Storage — All Commercial segments contributed to the year-over-year decrease in storage revenue during Fiscal 2010. Dell
EqualLogic performed strongly with year-over-year revenue growth of 45%.
Services — Services revenue increased year-over-year during Fiscal 2010 with revenue from Perot Systems contributing
$588 million of the increase. Without the contribution by Perot Systems, services revenue would have decreased 6%. A
significant portion of Dell's services is made up of support services, which tend to correlate with hardware unit growth.
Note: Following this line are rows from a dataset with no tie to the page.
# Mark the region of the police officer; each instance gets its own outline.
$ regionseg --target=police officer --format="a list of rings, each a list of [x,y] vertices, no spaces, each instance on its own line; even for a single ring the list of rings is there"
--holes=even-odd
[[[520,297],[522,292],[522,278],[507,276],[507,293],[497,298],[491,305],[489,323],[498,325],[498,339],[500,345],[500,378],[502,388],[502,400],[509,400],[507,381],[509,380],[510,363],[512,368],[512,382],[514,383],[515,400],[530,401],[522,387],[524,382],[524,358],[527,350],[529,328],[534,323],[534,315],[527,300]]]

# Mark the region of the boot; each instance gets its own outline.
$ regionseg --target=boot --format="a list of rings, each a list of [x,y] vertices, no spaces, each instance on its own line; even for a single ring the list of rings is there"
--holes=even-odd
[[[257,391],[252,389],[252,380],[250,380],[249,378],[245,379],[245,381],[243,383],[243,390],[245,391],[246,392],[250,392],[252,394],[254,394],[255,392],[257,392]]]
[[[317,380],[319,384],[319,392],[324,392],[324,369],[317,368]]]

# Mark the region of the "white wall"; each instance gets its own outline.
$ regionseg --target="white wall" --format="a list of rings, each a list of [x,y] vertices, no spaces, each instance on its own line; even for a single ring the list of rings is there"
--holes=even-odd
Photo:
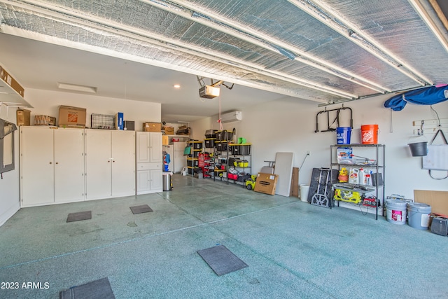
[[[346,107],[353,109],[354,130],[351,143],[360,142],[361,125],[377,124],[379,127],[379,143],[386,145],[386,195],[400,194],[407,198],[414,198],[414,190],[448,190],[448,179],[431,179],[427,170],[421,169],[421,158],[412,157],[407,144],[413,132],[412,121],[435,119],[429,106],[407,104],[401,111],[392,113],[383,107],[384,99],[370,98],[347,102]],[[334,105],[327,109],[340,108]],[[448,118],[448,102],[433,105],[440,118]],[[237,136],[244,137],[252,145],[253,173],[267,165],[265,160],[274,160],[276,152],[293,152],[294,167],[300,167],[307,151],[311,155],[307,158],[300,169],[300,183],[309,183],[312,168],[328,167],[330,165],[330,145],[336,144],[335,132],[318,132],[316,130],[316,116],[324,110],[316,103],[298,99],[286,97],[283,100],[271,102],[241,109],[243,120],[224,124],[224,129],[237,129]],[[346,110],[345,111],[348,111]],[[348,118],[341,116],[341,122]],[[204,124],[202,132],[195,125],[195,139],[204,138],[204,130],[216,129],[215,118],[208,118]],[[348,126],[349,123],[342,123]],[[210,127],[211,126],[211,127]],[[319,118],[319,129],[324,130],[326,120]],[[430,141],[433,133],[427,130],[426,138]],[[375,157],[370,157],[375,158]],[[440,172],[435,175],[446,175]]]
[[[31,125],[34,124],[35,115],[55,116],[57,121],[60,105],[85,108],[87,126],[90,125],[92,113],[114,115],[117,112],[123,112],[125,120],[135,121],[136,131],[142,130],[142,124],[144,122],[160,122],[161,104],[159,103],[33,89],[27,89],[25,99],[34,107],[29,109],[31,111]],[[6,109],[4,106],[0,117],[16,123],[15,110],[9,109],[6,116]],[[4,173],[4,179],[0,179],[0,225],[20,209],[18,130],[15,134],[15,169]]]
[[[0,118],[10,123],[16,123],[15,108],[10,108],[6,111],[5,106],[1,106]],[[4,172],[3,179],[0,179],[0,225],[4,224],[11,216],[14,215],[20,207],[19,202],[19,130],[14,132],[14,157],[15,167],[14,170]]]

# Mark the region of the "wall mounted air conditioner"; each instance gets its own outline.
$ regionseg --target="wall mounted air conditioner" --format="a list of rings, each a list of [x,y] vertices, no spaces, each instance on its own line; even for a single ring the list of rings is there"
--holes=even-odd
[[[221,114],[221,123],[232,123],[241,120],[242,119],[243,116],[241,111],[232,111]]]

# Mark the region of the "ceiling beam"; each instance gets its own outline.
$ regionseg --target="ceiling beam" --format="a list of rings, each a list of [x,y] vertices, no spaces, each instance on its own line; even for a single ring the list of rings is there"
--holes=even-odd
[[[388,88],[382,86],[375,82],[363,78],[339,66],[332,64],[328,61],[324,61],[317,57],[311,55],[299,48],[288,45],[272,36],[267,36],[255,30],[251,30],[246,26],[237,24],[234,22],[230,22],[227,19],[211,12],[204,13],[202,11],[201,13],[196,13],[197,7],[187,1],[181,0],[170,0],[169,2],[164,0],[160,1],[151,0],[139,1],[276,53],[284,55],[279,50],[279,48],[285,49],[288,52],[294,54],[294,60],[372,90],[381,93],[390,91]],[[162,3],[167,4],[164,5]],[[169,5],[170,3],[175,4],[178,6]]]
[[[345,20],[342,16],[338,15],[336,12],[322,1],[315,1],[311,5],[309,1],[288,1],[358,46],[393,67],[421,85],[426,86],[433,84],[430,79],[401,61],[392,53],[363,32],[360,29]]]
[[[0,2],[4,2],[4,0],[0,0]],[[111,21],[110,20],[104,20],[102,18],[92,15],[86,15],[84,13],[64,9],[59,6],[55,6],[53,5],[43,3],[38,1],[28,0],[24,2],[27,2],[27,4],[14,3],[13,6],[20,7],[22,9],[29,10],[30,11],[32,11],[34,13],[38,13],[43,18],[46,18],[46,16],[47,16],[47,18],[50,17],[52,19],[57,18],[61,22],[65,22],[66,24],[69,25],[80,26],[84,28],[88,27],[94,29],[108,32],[113,34],[116,34],[118,36],[120,35],[140,41],[156,44],[158,46],[172,48],[195,56],[202,57],[203,58],[208,59],[212,61],[218,62],[227,65],[232,65],[232,67],[236,66],[237,67],[239,67],[247,71],[270,76],[278,80],[289,82],[307,88],[316,90],[337,97],[346,99],[356,99],[358,97],[356,95],[350,94],[342,90],[330,88],[326,85],[322,85],[309,81],[293,77],[289,75],[272,71],[267,71],[260,68],[258,65],[248,64],[244,61],[235,60],[231,57],[224,56],[220,53],[214,53],[209,50],[202,49],[199,47],[195,47],[191,45],[186,46],[185,43],[180,43],[177,41],[169,40],[164,36],[158,34],[149,34],[148,32],[138,29],[130,26],[123,25],[122,24]],[[229,62],[232,62],[232,64],[230,64]],[[237,83],[238,84],[240,84],[241,82],[241,80],[237,80],[237,78],[230,78],[230,80],[229,78],[226,78],[225,81]],[[275,88],[275,91],[274,89],[271,90],[270,91],[278,92],[279,88],[281,88],[281,87],[277,87],[276,88]],[[290,95],[290,94],[288,94],[288,95]],[[295,97],[299,97],[298,95]],[[316,101],[316,99],[314,99],[311,100]]]

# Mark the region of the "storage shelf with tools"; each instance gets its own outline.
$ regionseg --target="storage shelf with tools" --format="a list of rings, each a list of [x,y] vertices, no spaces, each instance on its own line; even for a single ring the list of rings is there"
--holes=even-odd
[[[246,188],[246,180],[251,178],[252,168],[252,144],[231,144],[229,151],[232,157],[229,158],[229,170],[227,179]]]
[[[354,154],[356,153],[355,154]],[[384,216],[386,146],[384,144],[335,144],[330,146],[330,168],[340,172],[333,183],[333,200],[337,202],[374,209]],[[367,156],[367,157],[365,157]]]

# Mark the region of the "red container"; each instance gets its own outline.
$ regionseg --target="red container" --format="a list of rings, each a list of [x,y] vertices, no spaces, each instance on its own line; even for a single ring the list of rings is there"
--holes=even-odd
[[[378,125],[361,125],[361,143],[363,144],[378,143]]]

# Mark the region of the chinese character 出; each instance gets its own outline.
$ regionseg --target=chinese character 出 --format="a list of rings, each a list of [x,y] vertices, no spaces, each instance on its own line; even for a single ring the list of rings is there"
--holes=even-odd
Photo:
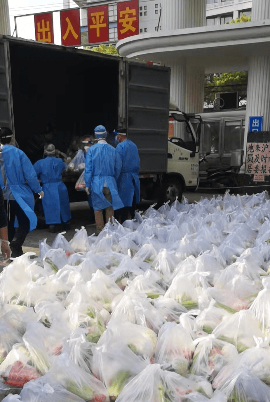
[[[266,155],[262,155],[262,159],[261,162],[264,162],[264,163],[267,163],[267,156]]]
[[[268,148],[268,144],[264,144],[264,148],[263,150],[262,150],[262,152],[264,152],[267,148]]]
[[[253,155],[252,154],[248,154],[248,160],[247,162],[253,162]]]
[[[41,28],[40,23],[37,24],[38,41],[38,42],[48,42],[50,43],[51,42],[50,31],[50,22],[47,21],[46,23],[46,27],[45,26],[45,21],[41,20]],[[48,37],[46,37],[46,32],[48,32]],[[42,37],[40,37],[40,33],[42,33]]]
[[[254,119],[252,121],[252,127],[258,127],[259,123],[258,119]]]
[[[249,144],[248,147],[248,152],[254,152],[253,144]]]
[[[129,14],[131,14],[133,16],[129,16]],[[125,15],[124,18],[123,18],[123,15]],[[119,22],[122,23],[123,28],[123,29],[120,30],[121,33],[125,33],[129,30],[132,31],[133,32],[135,32],[136,28],[132,26],[132,23],[133,21],[136,21],[137,19],[136,17],[136,10],[129,10],[129,7],[127,7],[125,10],[120,12],[120,19],[119,20]]]
[[[255,155],[255,158],[254,160],[254,163],[256,163],[256,162],[258,163],[260,162],[259,160],[259,154],[257,154],[256,155]]]
[[[93,22],[93,25],[89,26],[90,29],[95,28],[97,30],[97,36],[99,37],[100,36],[100,29],[101,28],[105,28],[107,26],[107,24],[104,23],[103,24],[103,21],[104,19],[104,12],[99,11],[98,12],[91,12],[91,14],[92,17],[92,21]],[[95,19],[95,17],[96,18]]]
[[[68,23],[68,27],[67,28],[66,28],[66,33],[63,37],[63,39],[64,39],[64,41],[66,40],[66,39],[68,37],[68,35],[69,33],[70,32],[73,35],[75,39],[77,39],[79,35],[77,35],[76,33],[74,31],[74,29],[72,26],[72,24],[71,24],[71,23],[70,22],[70,20],[68,17],[67,17],[66,18],[66,21]]]
[[[247,169],[246,172],[247,173],[251,173],[252,172],[252,165],[248,165],[248,168]]]
[[[260,172],[260,168],[258,165],[256,165],[256,166],[254,168],[254,172],[255,174],[258,173]]]

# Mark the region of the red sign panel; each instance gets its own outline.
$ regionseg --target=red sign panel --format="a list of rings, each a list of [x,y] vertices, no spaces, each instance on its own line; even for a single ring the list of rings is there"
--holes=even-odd
[[[88,16],[88,42],[95,43],[109,41],[108,4],[89,7]]]
[[[36,40],[38,42],[53,43],[52,13],[37,14],[34,16]]]
[[[65,46],[81,45],[79,10],[61,11],[60,21],[62,45]]]
[[[118,39],[139,34],[138,0],[117,3]]]

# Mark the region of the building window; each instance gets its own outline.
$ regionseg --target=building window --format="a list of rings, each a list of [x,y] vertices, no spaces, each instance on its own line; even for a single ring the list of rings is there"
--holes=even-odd
[[[226,23],[230,24],[233,18],[233,14],[227,14],[226,15],[221,15],[220,16],[220,24],[226,24]]]
[[[218,25],[219,23],[219,17],[208,17],[206,18],[206,25],[208,27]]]
[[[244,14],[247,17],[250,16],[251,15],[251,8],[249,8],[248,10],[242,10],[241,11],[239,11],[238,14],[239,18],[241,18],[242,14]]]

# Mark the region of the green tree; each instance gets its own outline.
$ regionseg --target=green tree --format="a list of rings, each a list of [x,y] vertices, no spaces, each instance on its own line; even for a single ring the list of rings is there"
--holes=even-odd
[[[210,105],[220,92],[238,91],[239,101],[246,98],[248,72],[238,71],[222,74],[208,74],[205,76],[204,100]]]
[[[247,23],[249,21],[251,21],[251,16],[250,15],[250,16],[248,17],[246,15],[246,14],[243,13],[240,18],[236,18],[235,20],[234,20],[233,18],[230,23],[240,24],[241,23]],[[229,23],[226,23],[228,24]]]
[[[91,49],[90,46],[87,46],[87,50],[92,50],[92,51],[97,51],[100,53],[107,53],[108,54],[114,55],[119,56],[119,53],[116,50],[116,48],[113,45],[109,45],[107,46],[105,45],[99,45],[98,46],[95,46]]]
Therefore, excluding the impact of Perot Systems, our declines in unit shipments contributed to the year-over-year services
revenue decline. Perot Systems primarily impacted our Public and Large Enterprise segments, with $418 million and
$160 million in services revenue, respectively. Our deferred services revenue balance increased 6.5% year-over-year to
$6.1 billion at January 29, 2010.
Software and Peripherals — The decline in S&P revenue was driven by overall customer unit shipment declines and demand softness
in displays, imaging products, and electronics, which experienced year-over-year revenue decreases of 27%,20%, and 9%,
respectively, for Fiscal 2010 . We saw growth in software licensing, with revenue improvement of 5% during Fiscal 2010. All
segments experienced year-over-year revenue declines during Fiscal 2010, except for Public, which experienced year-over-year S&P
revenue growth of 5%.
Client
Mobility — Revenue from mobility products declined during Fiscal 2010 even though unit shipments increased 7% over Fiscal
2009 due to an industry mix shift to lower priced mobility product offerings. The unit increase was primarily driven by a 32%
year-over-year increase in Consumer units, while Commercial units declined 12% for the same period. Overall, Consumer
mobility revenue increased 4% year-over-year, while Commercial declined 20%.
Desktop PCs — During Fiscal 2010, revenue from desktop PCs decreased on unit declines of 17%. In the marketplace, we saw
rising end-user demand for mobility products, which contributed to further slowing demand for desktop PCs. The decline in
desktop PC revenue was also due to the on-going competitive pricing pressure for lower priced desktops and the slowdown in
global IT end-user demand during Fiscal 2010. Consequently, our average selling price for desktops decreased 11%
year-over-year as we aligned our prices and product offerings with the marketplace. During Fiscal 2010, desktop revenue
decreased across all segments.
Stock-Based Compensation
We use our 2002 Long-Term Incentive Plan, amended in December 2007, for stock-based incentive awards. These awards can be in the
form of stock options, stock appreciation rights, stock bonuses, restricted stock, restricted stock units, performance units, or performance
shares. Stock-based compensation expense totaled $332 million for Fiscal 2011, compared to $312 million and $418 million for Fiscal
2010 and Fiscal 2009, respectively. Stock-based compensation expense for Fiscal 2009 included $104 million of expense for accelerated
options. For further discussion on stock-based compensation, see Note 15 of Notes to Consolidated Financial Statements included in
"Part II — Item 8 — Financial Statements and Supplementary Data."